Shared Strings (or string deduplication) is a relatively lightweight way to decrease the size of a serialized FlatBuffer.

How it works

FlatBuffers store strings by pointers. Writing a regular string involves:

  1. Allocating a vector to hold the string
  2. Writing the string into the allocated spot
  3. Writing a pointer into the table or vector that holds the string

Shared Strings in FlatSharp defer these writes until later. So instead of writing "Dog" 10 times, FlatSharp can keep track of the 10 locations in the buffer that need to be updated to point at "Dog".

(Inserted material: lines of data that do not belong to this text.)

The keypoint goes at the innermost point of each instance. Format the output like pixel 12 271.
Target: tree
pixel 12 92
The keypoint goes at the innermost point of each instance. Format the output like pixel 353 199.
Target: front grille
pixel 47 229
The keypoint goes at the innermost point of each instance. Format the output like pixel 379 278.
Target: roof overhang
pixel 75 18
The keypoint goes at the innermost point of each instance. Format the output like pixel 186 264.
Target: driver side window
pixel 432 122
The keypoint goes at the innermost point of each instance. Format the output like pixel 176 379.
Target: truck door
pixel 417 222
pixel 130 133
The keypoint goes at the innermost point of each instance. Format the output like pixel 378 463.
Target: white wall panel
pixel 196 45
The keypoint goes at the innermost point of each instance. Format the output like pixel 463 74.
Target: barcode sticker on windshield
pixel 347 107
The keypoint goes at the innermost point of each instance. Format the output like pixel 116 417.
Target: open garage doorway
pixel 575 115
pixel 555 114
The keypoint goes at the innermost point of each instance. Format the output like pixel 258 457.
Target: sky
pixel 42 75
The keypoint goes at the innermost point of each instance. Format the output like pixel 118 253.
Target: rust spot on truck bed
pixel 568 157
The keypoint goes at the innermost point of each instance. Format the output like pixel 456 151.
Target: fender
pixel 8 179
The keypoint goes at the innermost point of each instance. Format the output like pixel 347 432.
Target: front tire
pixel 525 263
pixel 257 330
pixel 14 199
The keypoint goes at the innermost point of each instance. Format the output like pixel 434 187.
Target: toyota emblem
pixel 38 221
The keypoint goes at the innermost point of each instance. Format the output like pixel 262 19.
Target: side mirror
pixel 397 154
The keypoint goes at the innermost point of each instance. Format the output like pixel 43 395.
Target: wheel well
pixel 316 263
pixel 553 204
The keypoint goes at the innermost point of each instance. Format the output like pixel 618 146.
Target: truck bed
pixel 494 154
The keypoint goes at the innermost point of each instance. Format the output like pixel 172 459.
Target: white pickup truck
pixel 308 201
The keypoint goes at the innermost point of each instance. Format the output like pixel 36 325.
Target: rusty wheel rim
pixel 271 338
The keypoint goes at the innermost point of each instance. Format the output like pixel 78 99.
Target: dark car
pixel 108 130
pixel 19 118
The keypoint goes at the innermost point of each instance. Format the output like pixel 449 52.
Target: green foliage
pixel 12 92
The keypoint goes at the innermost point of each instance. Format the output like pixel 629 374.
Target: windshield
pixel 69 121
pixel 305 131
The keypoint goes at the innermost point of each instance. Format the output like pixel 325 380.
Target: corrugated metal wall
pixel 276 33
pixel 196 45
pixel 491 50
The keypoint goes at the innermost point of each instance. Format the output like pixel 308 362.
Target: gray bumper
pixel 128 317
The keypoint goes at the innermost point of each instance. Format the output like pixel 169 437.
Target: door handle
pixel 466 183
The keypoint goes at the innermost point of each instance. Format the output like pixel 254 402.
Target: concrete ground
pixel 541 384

Shared Strings are not a compression technique, and they do not make reading or writing from Buffers any faster except in contrived cases. LZ4 or other fast compression algorithms will generally give better compression results than Shared Strings, but may be slower.

When is it useful?

Shared Strings are useful only in narrow cases. A canonical example is a collection of property bags:

attribute "fs_sharedString";

table DataSet
{
    Items:[Item];
}

table Item
{
    Pairs:[KeyValuePair];
}

table KeyValuePair
{
    Name:string (fs_sharedString);
    Value:string;
}

With a relatively small number of Name values, and a large number of items, the use of Shared Strings could achieve significant space savings.

How to use

  1. Annotate your string fields (or string vector fields) with the fs_sharedString attribute.
  2. Optionally -- configure the shared string writer using ISerializer<T>.WithSettings(...). The FlatSharp shared string writer is used by default, however, you may inject your own custom shared string writer or remove the shared string writer entirely. The FlatSharp Default Shared String writer is a flush-on-evict hash table. The size of this hash table is configurable via a constructor.

Implementing ISharedStringWriter

FlatSharp provides a default implementation of ISharedStringWriter that is optimized for a balance of size reduction and speed. Custom implementations using Dictionary are trivial and can be seen in the FlatSharp samples.